Lords vote in favour of capping interest rates for mortgage prisoners

The cap would apply to borrowers who are unable to switch lender and whose mortgage is owned by an inactive or unregulated business.

Lords vote in favour of capping interest rates for mortgage prisoners

The House of Lords has voted in favour of an amendment to the Financial Services Bill, which could see interest rates capped for some mortgage prisoners.

 

However, the House of Commons must approve the change before it can take force.

The cap would apply to borrowers who are unable to switch lender and whose mortgage is owned by an inactive or unregulated business.

The Lords voted 273 to 235 in favour of keeping the amendment, and the bill will now return to the House of Commons.

Martin Lewis, founder of MoneySavingExpert.com, said: "I am delighted that the Lords has seen the injustice that has been heaped on 100,000s of mortgage prisoners.

“While the government chose to bail out the banks in the financial crisis, it has never bailed out the banks' customers who were victims of that collapse.

“Mortgage prisoners have been left paying obscene interest rates for over a decade, through no fault of their own.

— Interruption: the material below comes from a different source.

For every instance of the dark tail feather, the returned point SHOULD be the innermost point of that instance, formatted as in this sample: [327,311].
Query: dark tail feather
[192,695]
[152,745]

"They have been completely trapped in their mortgages and unable to escape the financial misery this causes.

“Coupled with the devastating impact of the pandemic on people's finances, the vote from the Lords is right to push for urgent action to prevent the situation from becoming catastrophic.

"The independent LSE report I funded has a cogent argument as to why an SVR cap isn't a balanced long-term solution.

“But in lieu of anything else, I believe for those on closed-book mortgages it is a good stopgap while other detailed solutions are worked up – so this vote is an important move.

"And while it will be tough to get the Commons to enact it against government wishes, at the very least it ramps up the pressure on the government to come up with alternative solutions, at speed, which Rishi Sunak promised me, on the record, that he would do."